While supply chain and pricing pressures have stabilized, labor remains a long-term challenge. “Labor is probably the biggest concern. It's a twofold issue. One is there's a significant concern about just having enough bodies to do the work. But a more nuanced issue is the quality of that labor force,” Coon said.

He pointed to mega projects such as data centers that have pulled away skilled tradespeople by offering better pay and longer contracts. “If you have a labor pool that's not quite as big as you want, and the quality of that labor isn't as high as you'd like, and then all of what is high quality focuses on a certain sector, the quality issues for the rest of the construction market become a little bit higher risk and higher focus,” he said.

That imbalance was already straining underwriters. “That, frankly, is something hard to underwrite or address,” Coon said. He expects the challenge to intensify if rate cuts trigger more project starts. “Labor is not something that fixes overnight. So, it will probably be an issue for the next five or 10 years, in my opinion,” he said.

Surety remains a credit product, not risk sharing

Coon stressed that capacity is not the issue in surety underwriting. “Remember that surety is more of a credit product. It's underwritten on the basis that there will be no losses,” he said. Unlike insurance, bonds are written on the expectation of zero losses and carry no deductibles. “That bond's a 100% guarantee on the performance and 100% guarantee on the payment,” he said.

What matters most is a contractor’s fundamentals across all jobs. “One of the sureties did a study a few years ago where 55 to 60 percent of surety bond claims were triggered by – not the sole cause, but the main trigger – a loss on a single project,” he said. “Having one bad job has a domino effect, and it ended up affecting all of their jobs and taking that contractor out.”

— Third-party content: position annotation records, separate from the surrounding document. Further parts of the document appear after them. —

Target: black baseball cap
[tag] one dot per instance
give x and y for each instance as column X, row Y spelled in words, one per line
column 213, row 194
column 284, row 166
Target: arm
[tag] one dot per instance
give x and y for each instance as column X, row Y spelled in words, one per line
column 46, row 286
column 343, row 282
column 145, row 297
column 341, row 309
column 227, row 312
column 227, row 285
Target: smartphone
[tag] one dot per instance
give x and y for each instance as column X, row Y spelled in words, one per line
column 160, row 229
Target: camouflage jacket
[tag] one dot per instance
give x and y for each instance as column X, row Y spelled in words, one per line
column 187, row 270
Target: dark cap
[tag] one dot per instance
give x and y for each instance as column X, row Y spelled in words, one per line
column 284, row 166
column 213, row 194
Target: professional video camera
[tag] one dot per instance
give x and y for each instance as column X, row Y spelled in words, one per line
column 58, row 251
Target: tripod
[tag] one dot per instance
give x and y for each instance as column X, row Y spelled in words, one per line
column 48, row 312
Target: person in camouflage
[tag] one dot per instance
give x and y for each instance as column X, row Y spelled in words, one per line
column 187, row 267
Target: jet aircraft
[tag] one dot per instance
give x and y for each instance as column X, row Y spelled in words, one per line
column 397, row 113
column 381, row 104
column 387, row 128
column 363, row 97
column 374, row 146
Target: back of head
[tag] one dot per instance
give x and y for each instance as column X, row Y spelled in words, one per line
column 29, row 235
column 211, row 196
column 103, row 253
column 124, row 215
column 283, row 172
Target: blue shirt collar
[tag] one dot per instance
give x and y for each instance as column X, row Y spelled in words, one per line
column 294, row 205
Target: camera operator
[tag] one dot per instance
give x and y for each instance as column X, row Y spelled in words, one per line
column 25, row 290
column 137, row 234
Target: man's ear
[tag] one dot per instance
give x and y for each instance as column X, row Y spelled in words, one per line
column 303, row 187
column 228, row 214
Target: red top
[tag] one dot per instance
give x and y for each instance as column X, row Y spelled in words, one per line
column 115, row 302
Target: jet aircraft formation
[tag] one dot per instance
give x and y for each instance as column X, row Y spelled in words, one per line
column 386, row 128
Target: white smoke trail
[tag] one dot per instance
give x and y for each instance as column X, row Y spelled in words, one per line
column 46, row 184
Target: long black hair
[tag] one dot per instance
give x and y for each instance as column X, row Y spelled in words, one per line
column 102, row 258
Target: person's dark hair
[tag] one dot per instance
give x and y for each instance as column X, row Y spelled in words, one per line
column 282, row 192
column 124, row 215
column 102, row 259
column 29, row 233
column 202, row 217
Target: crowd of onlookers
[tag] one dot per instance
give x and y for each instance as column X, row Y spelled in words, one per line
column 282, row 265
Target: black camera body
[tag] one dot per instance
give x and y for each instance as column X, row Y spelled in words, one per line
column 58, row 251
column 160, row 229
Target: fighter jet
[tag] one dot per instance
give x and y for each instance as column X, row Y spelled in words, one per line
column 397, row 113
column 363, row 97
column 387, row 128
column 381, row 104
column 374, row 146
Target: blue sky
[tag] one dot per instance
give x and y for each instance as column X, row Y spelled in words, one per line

Contract terms drawing sharper scrutiny

Beyond labor and project risk, sureties are urging contractors to pay closer attention to contractual obligations. “Nobody wants to take risk. So we're seeing risk being pushed down from the owner to the general contractor, to the subcontractors,” Coon said.

One clause that has become increasingly costly is “no damages for delay,” which limits compensation for owner-driven or supply chain delays.  Given longer material lead times and other issues slowing production, projects are taking longer than they used to. “If the only thing that [a] contractor or subcontractor can get is time, that doesn't cover their overhead, additional expenses that they're having to incur to keep that project open or going,” Coon said.

As a result, bond producers are more often working with contractors to challenge or rebalance contract language. “What we're seeing is sureties are looking at and helping advise their contractor clients, by reading the contract terms a little bit more closely to identify things that you could live with previously, but in the current environment, you need to push back and get a little bit more clarity,” he said.

P3 projects bring opportunity and caution

Public-private partnerships (P3s) are also shaping the surety conversation. “Virginia has been very active in the P3 world. North Carolina has some, and in fact, they just released RFQs for a P3 project for I-77 in the Charlotte area to widen it and expand it,” Coon said. South Carolina is considering similar models.

He said the underwriting approach to these projects remains consistent, with contractors well-positioned to benefit. The concern lay in ensuring statutory protections were preserved. “The key underwriting issue is we want to be sure that those P3s and the enabling legislation require the bond just as if it were a public, regular public project,” Coon said.

For underwriters, the challenge in today’s market is balancing discipline with adaptation in a market marked by growth, volatility, and contractual complexity. According to Coon, contractors cannot afford to overlook the risk of how “one bad job” can cascade through their entire book of work.